We support organizations in three main ways. First, through training and technical support: we share evidence, protocols, and practical tools on self‑managed abortion, digital security, communications, and accompaniment—anything from helping a group start a hotline to co‑creating materials or supporting a regional network to swap strategies across borders. All our materials are open source, so people can adapt them to their realities.
Second, through collaborative projects and research. We don’t parachute in; we develop initiatives with partners—whether that means trying out new ways of delivering pills, documenting people’s experiences, or building collective power. The aim is to co‑create knowledge and infrastructure, not to roll out a single model everywhere.
Third, through solidarity and political work. In many places, organizations and activists are under direct attack from smear campaigns to prosecution. We use our international position to amplify their voices, connect them with allies, and push to make sure that any talk of “innovation” or “access” starts with the people on the frontlines. Supporting organizations means standing behind their strategies, not swapping them out for ours.

Recently, anti-abortion rhetoric and policies among both political authorities and certain groups have significantly surged worldwide. Has this had a direct impact on your work? If so, how do you counter and resist these challenges?
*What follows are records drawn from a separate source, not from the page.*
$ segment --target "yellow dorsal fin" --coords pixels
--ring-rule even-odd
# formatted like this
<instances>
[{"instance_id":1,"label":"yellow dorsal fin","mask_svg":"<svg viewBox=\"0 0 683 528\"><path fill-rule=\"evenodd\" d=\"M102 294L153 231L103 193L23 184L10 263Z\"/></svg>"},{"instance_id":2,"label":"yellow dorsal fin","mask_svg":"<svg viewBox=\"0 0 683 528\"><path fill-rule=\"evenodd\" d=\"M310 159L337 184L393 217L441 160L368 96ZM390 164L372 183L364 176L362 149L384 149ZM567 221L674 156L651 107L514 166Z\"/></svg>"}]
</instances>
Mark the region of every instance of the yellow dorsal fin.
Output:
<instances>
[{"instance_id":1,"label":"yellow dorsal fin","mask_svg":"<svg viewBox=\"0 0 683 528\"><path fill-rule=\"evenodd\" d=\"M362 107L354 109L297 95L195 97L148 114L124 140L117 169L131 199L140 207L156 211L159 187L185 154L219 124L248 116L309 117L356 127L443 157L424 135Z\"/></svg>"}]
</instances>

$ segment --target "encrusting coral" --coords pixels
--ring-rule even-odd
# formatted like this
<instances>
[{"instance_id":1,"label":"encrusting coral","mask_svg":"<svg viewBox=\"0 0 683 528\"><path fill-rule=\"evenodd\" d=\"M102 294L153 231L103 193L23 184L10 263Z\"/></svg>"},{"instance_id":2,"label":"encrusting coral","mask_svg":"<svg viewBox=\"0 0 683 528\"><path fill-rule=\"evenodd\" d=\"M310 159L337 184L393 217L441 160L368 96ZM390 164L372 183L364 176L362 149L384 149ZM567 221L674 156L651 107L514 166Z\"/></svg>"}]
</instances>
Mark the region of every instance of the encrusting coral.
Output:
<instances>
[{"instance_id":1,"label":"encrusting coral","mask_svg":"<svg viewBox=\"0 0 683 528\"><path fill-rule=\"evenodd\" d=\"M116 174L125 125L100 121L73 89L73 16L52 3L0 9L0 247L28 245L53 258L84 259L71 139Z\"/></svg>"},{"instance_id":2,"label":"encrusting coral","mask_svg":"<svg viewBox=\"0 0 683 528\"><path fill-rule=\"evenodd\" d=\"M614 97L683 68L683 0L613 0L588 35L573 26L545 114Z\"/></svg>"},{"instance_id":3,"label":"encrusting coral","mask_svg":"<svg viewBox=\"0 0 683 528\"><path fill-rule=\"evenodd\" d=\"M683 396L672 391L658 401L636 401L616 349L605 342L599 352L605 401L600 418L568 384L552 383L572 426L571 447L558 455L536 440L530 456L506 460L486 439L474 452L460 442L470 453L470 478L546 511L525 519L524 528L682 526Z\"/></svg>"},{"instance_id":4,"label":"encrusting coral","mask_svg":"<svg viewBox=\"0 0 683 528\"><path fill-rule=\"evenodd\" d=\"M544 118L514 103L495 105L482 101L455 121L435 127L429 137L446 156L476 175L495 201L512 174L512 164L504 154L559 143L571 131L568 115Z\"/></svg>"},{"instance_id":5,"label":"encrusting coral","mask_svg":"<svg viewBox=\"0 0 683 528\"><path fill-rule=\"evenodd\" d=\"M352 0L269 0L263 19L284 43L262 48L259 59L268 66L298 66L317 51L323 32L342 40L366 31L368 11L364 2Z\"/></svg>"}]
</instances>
The global backlash is not abstract for us; it’s the weather we work in every day. We are seeing increased surveillance of digital spaces, harassment and doxxing of staff and partners, legal threats, payment processors and platforms cutting off services, and direct attacks on telehealth models. Backlash also emboldens local actors, conservative groups, religious fundamentalists who target our partners, our users, and our stories.
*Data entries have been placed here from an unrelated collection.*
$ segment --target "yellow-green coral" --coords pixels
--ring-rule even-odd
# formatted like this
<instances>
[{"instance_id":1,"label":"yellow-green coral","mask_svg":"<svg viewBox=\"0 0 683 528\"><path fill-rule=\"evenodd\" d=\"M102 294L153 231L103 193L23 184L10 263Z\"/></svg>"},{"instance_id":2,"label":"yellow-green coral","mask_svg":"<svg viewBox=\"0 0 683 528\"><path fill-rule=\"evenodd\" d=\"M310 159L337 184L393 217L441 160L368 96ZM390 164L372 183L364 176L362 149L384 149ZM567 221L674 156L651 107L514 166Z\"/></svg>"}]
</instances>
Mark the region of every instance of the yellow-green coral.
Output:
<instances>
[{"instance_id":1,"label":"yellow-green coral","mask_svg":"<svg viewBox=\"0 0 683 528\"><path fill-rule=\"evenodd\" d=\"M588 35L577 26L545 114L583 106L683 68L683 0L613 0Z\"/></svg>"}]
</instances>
It hits us in very concrete ways: more security work, more emotional and legal risk for staff, and sometimes the need to redesign or relocate parts of our operations. But it also makes our work more necessary than ever. When states and institutions retreat or attack, self‑managed abortion and feminist networks become lifelines.
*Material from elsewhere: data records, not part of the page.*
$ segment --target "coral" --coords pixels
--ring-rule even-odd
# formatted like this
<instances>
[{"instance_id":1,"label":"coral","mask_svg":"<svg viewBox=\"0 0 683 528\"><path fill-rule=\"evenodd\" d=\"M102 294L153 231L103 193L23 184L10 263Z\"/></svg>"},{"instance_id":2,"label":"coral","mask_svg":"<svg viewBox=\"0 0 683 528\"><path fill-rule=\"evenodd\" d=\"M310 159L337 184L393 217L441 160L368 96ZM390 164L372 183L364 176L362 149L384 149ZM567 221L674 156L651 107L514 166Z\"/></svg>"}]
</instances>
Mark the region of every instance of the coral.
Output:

We respond on several levels. Operationally, we invest in digital and physical security, legal support, and contingency plans. Politically, we refuse to let anti‑rights forces set the terms of the debate: we center evidence, lived experience, and a feminist narrative of abortion as care and as a right. Strategically, we build alliances with other SRHR (sexual and reproductive health and rights) groups, broader social movements, researchers, and lawyers so no organization faces these attacks alone. In the middle of this backlash, we are not just holding the line; we are building the future of abortion care one network, one hotline, and one person at a time.